As Britain’s firms struggle with low productivity and tough trading conditions, leadership and performance coach Claire Walton has issued a call for a return to simplicity and focus to turn things around.
Claire, founder and Executive Director of Leaders Are MAD (Making A Difference), which offers change leadership consultancy and coaching, says that companies that forget the basics are storing up trouble for themselves.
However, she says, by knowing and doing what they do best they can reap dividends. To illustrate her point, she highlights the case of supermarket giant Tesco, which this month (April 2016) revealed improved results after experiencing a prolonged period of difficult trading conditions. The company did so on the back of a strong focus on giving customers what they want, quality products at competitive prices, in well ran stores.
Claire, who has held many senior positions during her career, including directorships with major companies, said: “Tesco talked about being guided by a clear purpose and serving shoppers a little better every day, which demonstrates clear leadership.
“Leadership need not be complicated and good leaders realise that doing what they do best produces good results.
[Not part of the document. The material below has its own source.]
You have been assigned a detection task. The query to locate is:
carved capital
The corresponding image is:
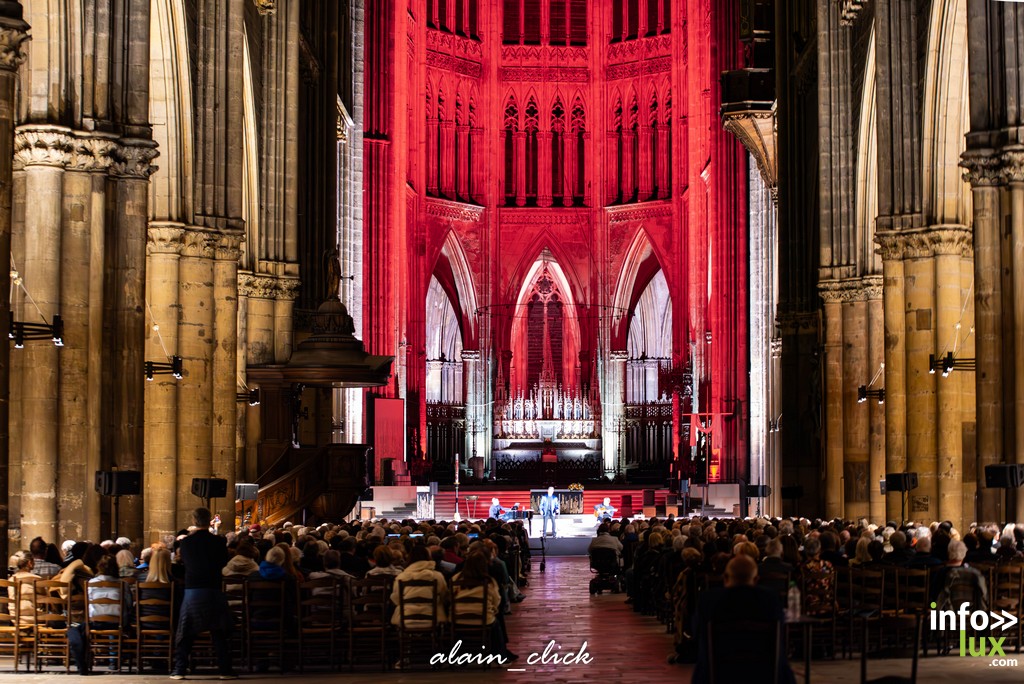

It is all about having a disciplined focus and getting back to the basics. At its heart, leadership is simple.”
She believes that a similar approach will help improve the UK’s low productivity figures. According to recent figures from the Office for National Statistics, UK labour productivity as measured by output per hour fell by 1.2% from the third to the fourth calendar quarter of 2015, continuing a low trend. Output per hour in services fell by 0.7% on the previous quarter but was 1.1% higher than a year earlier but output per hour in manufacturing fell by 2.0% on the previous quarter and was 3.4% lower than a year earlier.
Claire said: “I think the revival of Tesco offers a lesson for other businesses when it comes to productivity.
“Recent reports show that UK productivity is at an all time low, which can only be addressed by improving culture and leadership within companies so that staff feel engaged in what the company is trying to do.
“A company boss who asks their staff to do what they do best is likely to enjoy higher productivity than a company which bewilders their workforce with confused strategies. Simplicity is key.”